An adult male elephant needs about 200kg of green fodder and 150 litres of water every day. For the animal to eat, its tongue, molars and cheek muscles have to work together to hold, chew and swallow the food. The tongue has to rise and press against the upper palate to initiate the swallowing process. In the case of the injured elephant, all three parts have been seriously damaged. Its tongue is paralysed, resulting in a drastic drop in food intake. The condition is irreversible. 

Sugumar was of the view that the animal might have sustained the injuries after accidentally biting an avuttukai (country bomb). Earlier, forest officials had posited that the elephant might have been injured by the tusk of another elephant during a fight. 
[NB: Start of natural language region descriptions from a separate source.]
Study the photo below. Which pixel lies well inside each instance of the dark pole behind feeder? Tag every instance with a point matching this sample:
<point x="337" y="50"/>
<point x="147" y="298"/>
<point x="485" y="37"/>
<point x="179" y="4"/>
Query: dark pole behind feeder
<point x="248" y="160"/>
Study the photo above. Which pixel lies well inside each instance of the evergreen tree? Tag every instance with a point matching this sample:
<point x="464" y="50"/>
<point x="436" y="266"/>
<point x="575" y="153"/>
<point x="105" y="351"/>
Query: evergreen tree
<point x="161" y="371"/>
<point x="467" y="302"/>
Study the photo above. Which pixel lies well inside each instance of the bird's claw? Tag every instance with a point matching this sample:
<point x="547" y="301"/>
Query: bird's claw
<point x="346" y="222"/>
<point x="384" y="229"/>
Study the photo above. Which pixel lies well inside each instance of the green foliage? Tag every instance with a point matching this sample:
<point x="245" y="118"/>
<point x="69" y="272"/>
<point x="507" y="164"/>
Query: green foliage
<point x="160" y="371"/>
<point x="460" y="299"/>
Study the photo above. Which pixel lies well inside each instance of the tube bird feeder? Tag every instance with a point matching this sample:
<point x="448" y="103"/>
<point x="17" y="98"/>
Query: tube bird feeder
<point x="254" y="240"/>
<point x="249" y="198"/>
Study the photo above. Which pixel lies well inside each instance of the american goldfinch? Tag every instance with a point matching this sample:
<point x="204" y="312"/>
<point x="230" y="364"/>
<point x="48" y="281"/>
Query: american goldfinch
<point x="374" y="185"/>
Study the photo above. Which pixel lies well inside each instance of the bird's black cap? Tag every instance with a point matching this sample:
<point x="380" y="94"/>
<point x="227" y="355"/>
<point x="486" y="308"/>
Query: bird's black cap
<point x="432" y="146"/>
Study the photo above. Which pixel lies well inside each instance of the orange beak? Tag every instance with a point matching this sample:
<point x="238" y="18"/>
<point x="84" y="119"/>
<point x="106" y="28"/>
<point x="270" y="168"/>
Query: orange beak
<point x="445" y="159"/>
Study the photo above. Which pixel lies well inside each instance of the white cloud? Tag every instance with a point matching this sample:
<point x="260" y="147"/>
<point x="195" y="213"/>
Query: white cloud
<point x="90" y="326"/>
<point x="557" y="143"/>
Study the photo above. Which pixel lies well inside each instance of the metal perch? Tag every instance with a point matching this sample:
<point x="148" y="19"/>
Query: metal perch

“There were litres of pus and maggot-formation in the mouth. The animal is surviving only because it is able to drink water and consume rice and flour. Even if we tranquilise and capture the animal, it won’t be able to chew food because of the nature of its injury,” he said, adding that they had not found its dung anywhere. Nevertheless, the jumbo is being provided with soft, juicy and nutritive food along with oral medication and is being monitored around-the-clock.

Sugumar said that the elephant had earlier been roaming in the Sholyur forests in Kerala where it had been nicknamed ‘Bulldozer’ as it had damaged 17 houses in three months.